Muy cumplidor también en el rol de Peppe estuvo el alumno del Centre
de Perfeccionament, Joel Williams,
aunque se echasen en falta más matices y delicadeza en ese momentazo que tiene
con la Canzone di Arlecchino.
Hubo ayer serios problemas y retrasos para el acceso a
Les Arts, debido a que a algún genio se le había ocurrido hacer coincidir en
horario el inicio del estreno operístico en la sala principal con el de un concierto
de Antonio Orozco en el mal llamado Auditori. Parece de chiste que con la
cantidad de días que el teatro se encuentra sin actividad haya que forzar estas
situaciones.
Pese a lo desapacible del día lluvioso y el horario de
siesta de las funciones dominicales, la sala principal de Les Arts presentaba
ayer un aspecto muy ilusionante, con la mejor entrada del año. A ello contribuyó
sin duda la popularidad de los dos títulos presentados y el aumento de aforo derivado
de la favorable evolución de la pandemia.

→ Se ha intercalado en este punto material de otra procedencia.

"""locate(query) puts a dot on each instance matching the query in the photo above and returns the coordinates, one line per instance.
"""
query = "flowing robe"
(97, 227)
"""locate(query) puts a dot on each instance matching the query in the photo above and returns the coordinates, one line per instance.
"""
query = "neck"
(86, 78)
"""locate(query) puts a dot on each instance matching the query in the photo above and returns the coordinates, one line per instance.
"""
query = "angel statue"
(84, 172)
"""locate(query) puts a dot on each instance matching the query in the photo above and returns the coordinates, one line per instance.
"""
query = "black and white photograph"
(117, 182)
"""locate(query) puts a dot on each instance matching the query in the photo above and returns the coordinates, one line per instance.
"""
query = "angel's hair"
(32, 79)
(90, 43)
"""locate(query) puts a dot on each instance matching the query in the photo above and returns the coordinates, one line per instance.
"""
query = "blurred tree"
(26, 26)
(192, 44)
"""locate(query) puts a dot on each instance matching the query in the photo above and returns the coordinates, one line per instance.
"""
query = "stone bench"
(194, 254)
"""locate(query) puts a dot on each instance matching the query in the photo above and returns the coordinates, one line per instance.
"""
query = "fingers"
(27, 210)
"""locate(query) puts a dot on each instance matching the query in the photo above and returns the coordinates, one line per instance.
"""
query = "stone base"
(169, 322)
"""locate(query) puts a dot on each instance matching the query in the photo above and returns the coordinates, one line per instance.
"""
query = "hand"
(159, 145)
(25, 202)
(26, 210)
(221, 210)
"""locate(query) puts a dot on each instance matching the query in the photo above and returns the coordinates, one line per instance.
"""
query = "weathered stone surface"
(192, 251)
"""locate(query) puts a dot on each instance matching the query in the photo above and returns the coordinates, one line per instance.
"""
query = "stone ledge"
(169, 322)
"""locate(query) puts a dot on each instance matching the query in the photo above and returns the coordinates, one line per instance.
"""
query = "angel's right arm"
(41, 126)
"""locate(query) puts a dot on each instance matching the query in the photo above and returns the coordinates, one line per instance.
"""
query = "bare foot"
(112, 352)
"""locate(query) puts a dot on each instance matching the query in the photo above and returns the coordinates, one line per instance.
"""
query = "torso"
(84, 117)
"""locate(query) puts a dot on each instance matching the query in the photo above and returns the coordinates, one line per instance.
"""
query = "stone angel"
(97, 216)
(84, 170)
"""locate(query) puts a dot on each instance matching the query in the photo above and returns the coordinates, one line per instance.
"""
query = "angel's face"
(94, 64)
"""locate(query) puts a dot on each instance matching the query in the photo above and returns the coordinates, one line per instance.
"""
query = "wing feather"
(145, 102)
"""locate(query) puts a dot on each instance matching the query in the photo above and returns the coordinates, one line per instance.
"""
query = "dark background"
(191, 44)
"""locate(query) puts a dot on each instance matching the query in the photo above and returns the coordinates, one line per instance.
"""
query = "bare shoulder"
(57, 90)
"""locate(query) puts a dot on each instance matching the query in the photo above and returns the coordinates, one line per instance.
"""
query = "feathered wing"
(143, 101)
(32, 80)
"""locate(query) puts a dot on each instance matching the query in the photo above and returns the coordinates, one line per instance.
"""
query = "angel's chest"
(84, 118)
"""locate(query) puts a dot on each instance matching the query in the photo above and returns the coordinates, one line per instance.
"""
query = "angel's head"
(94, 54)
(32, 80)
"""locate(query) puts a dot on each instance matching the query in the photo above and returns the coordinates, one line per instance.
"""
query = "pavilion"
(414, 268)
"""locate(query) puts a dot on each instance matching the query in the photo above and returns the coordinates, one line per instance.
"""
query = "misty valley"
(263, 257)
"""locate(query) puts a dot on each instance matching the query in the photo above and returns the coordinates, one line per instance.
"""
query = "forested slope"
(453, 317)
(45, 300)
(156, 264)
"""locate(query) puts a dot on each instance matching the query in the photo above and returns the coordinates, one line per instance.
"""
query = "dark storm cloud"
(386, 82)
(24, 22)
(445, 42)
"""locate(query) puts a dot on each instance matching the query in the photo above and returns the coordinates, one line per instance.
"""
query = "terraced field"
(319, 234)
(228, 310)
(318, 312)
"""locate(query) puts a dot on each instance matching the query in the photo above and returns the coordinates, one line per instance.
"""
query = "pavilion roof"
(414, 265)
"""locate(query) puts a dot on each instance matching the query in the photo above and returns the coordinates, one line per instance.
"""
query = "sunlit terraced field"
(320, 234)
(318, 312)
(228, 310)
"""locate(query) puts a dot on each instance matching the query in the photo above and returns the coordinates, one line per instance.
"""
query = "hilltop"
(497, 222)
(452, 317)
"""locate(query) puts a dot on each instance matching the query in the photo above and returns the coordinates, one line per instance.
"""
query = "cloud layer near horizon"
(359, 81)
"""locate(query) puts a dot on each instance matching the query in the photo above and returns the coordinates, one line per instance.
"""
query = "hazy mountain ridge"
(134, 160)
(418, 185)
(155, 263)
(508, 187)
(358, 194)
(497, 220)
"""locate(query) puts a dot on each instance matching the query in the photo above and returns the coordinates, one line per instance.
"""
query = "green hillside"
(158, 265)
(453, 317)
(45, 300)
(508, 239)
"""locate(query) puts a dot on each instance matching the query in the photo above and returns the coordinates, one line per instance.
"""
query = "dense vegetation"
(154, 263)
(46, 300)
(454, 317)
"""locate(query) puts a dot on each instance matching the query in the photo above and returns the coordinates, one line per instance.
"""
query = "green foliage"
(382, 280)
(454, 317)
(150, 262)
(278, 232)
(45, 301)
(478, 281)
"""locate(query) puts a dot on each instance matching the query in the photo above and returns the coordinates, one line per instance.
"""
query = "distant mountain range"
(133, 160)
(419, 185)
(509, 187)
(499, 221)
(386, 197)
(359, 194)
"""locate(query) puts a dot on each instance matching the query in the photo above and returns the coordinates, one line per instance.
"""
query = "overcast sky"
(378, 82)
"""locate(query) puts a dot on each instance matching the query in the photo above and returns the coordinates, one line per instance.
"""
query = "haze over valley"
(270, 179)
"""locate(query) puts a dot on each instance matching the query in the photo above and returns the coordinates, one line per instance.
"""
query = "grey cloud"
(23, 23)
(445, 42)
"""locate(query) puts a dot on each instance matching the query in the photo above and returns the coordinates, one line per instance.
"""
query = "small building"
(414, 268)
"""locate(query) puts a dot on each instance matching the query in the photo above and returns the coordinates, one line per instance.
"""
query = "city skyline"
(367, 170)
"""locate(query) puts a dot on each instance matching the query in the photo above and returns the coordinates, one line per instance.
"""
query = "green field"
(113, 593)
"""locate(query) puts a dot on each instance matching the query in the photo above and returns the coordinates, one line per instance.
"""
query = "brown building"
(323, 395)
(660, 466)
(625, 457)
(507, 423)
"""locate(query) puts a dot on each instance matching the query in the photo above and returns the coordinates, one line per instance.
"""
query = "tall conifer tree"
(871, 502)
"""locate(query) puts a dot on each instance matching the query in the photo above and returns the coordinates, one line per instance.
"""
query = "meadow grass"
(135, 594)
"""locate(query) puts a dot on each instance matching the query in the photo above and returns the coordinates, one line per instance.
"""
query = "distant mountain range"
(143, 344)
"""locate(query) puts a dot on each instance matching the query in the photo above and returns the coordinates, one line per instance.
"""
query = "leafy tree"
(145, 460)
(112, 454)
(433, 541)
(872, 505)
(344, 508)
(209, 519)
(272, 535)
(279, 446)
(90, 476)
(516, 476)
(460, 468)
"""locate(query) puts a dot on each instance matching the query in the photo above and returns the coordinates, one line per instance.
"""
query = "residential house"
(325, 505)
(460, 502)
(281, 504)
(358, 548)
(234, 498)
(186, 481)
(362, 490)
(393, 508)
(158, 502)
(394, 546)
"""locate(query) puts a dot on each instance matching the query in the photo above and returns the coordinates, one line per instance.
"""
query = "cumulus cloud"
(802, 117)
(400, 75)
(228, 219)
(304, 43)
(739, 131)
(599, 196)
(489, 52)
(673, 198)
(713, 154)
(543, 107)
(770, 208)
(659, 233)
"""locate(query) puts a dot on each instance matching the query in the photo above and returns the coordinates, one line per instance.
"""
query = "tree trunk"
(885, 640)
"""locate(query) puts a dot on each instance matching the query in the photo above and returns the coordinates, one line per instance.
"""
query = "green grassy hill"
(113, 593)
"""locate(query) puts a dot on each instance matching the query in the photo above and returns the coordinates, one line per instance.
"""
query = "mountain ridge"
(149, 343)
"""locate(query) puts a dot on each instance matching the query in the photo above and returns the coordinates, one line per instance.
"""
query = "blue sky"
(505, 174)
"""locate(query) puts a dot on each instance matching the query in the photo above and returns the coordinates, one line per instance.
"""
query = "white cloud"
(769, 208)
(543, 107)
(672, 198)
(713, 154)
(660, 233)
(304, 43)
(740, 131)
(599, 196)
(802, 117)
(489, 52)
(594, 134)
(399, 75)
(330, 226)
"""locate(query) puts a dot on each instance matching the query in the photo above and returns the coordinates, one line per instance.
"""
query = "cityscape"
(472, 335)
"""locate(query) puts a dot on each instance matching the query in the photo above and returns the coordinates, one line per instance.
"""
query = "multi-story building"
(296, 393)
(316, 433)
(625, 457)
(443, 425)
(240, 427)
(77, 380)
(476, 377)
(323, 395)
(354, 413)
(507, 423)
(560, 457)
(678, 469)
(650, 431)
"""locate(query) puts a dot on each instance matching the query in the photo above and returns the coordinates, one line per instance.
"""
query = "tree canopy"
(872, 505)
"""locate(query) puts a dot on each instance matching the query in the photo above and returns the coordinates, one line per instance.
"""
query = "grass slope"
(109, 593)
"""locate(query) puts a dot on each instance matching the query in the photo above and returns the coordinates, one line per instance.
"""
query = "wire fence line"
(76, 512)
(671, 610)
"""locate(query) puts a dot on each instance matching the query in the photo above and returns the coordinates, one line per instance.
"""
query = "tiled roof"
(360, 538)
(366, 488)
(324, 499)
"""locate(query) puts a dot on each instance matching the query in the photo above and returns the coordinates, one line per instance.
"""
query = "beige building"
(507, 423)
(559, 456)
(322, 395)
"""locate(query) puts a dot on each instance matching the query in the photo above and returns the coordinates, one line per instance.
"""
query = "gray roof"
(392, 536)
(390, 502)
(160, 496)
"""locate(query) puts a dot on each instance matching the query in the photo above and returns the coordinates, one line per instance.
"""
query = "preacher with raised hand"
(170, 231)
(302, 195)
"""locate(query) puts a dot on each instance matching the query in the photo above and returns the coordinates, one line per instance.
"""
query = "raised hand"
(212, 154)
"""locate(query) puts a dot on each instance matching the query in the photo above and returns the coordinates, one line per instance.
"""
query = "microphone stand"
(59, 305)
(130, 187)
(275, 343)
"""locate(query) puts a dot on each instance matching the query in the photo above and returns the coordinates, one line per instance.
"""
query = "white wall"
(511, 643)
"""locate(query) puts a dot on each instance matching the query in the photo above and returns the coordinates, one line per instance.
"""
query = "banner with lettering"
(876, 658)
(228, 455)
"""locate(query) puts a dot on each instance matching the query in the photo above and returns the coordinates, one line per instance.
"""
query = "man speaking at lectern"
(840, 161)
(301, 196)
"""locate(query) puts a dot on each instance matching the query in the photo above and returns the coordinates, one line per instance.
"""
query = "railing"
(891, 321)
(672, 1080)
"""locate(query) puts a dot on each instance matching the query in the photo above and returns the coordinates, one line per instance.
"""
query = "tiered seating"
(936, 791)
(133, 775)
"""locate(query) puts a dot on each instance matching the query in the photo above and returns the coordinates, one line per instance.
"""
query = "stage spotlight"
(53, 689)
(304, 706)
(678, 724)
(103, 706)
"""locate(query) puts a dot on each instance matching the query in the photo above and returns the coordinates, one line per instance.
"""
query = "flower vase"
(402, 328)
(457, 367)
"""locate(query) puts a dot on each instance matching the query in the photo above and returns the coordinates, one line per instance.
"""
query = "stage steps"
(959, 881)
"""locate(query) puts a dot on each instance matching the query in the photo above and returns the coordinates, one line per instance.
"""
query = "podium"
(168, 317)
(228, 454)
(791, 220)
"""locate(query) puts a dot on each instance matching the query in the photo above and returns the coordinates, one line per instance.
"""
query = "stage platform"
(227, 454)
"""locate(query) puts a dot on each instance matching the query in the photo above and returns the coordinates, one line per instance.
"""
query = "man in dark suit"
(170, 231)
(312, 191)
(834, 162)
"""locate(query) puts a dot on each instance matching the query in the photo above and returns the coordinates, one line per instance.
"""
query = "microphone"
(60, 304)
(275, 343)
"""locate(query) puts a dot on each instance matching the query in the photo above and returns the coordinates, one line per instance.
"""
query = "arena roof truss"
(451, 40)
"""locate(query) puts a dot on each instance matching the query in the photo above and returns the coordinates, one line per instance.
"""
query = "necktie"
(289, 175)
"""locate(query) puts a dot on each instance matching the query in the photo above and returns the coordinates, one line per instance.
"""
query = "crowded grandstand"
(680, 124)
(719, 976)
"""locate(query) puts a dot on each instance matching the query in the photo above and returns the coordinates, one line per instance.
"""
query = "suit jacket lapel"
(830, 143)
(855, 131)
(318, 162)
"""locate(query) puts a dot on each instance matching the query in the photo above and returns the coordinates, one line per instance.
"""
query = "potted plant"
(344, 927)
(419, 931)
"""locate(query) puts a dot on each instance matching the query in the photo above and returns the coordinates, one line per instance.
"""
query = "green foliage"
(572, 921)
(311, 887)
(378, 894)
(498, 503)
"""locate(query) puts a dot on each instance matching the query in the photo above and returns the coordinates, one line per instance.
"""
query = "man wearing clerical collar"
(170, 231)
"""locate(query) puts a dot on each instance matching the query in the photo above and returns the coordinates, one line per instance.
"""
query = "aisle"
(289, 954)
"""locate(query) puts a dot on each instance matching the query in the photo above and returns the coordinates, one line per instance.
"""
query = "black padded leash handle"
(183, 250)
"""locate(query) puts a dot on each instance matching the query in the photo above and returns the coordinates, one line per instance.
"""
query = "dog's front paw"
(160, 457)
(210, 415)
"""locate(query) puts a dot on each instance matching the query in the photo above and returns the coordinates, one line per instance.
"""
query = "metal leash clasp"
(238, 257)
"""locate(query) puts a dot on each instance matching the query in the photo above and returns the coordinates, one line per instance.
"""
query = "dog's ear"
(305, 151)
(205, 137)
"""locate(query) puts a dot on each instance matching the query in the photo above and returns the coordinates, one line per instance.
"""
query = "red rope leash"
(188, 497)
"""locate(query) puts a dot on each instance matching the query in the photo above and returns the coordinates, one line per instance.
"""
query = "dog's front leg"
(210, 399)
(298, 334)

La ovación final fue de las más
estridentes y emocionadas de los últimos tiempos, sin duda merecida, pero también
hubo el efecto clac que tuvo la presencia en los palcos de los muy aplaudidores
miembros del Cor de la Generalitat,
quienes, junto a De León fueron los
receptores de los mayores reconocimientos. Venía yo intrigado durante varias
crónicas por la ausencia de miembros responsables de la dirección escénica en
los saludos finales, y hete aquí que ayer se rompió la racha con la salida de Giancarlo del Monaco, siendo reconocido
su trabajo también con cálidos aplausos.
No quiero finalizar esta crónica sin hacer una breve referencia a una de las noticias de la semana, al haber publicado el diario Levante que la Orquestra de la Comunitat Valenciana había elegido o avalado la elección del norteamericano James Gaffigan como su nuevo director titular. Eso no es exactamente así. Sí parece que la propuesta presentada por Jesús Iglesias ha recibido el apoyo de una mayoría de la orquesta o de su Comité, aunque también me consta que cuenta con el rechazo de una parte importante de sus miembros. Ya dije en mi crónica de Falstaff que, si este rumor que circulaba se confirmaba, para mí sería una gran decepción. Y lo vuelvo a repetir. No cuestiono la valía de futuro que pueda tener Gaffigan, ni tampoco pretendo que venga gente que no se pueda pagar. Simplemente esperaba que Iglesias cumpliese lo que ha venido diciendo desde que asumió la dirección artística de Les Arts: que tuviésemos paciencia porque el proceso sería lento, pero que traería a una figura de primera fila y que nos iba a sorprender. Eso lo dijo un día conmigo delante. Bueno, pues sorprender sí que me sorprendería, la verdad. Y lo de primera fila yo pensaba que era otra cosa, pero igual se refería a la fila de la cola de la charcutería del Consum de Nueva York… dicho sea con todo el respeto del mundo. Insisto en que no pretendo menospreciar la valía de Gaffigan. A mí no me gustó su Réquiem Alemán, pero igual dentro de unos años es el director de moda, lo ignoro. Sólo digo que, hoy por hoy, no respondería al perfil de director que Iglesias aseguró que iba a conseguir. Pero bueno, esperaremos acontecimientos. Mientras tanto, id a ver este programa doble que cierra la temporada valenciana.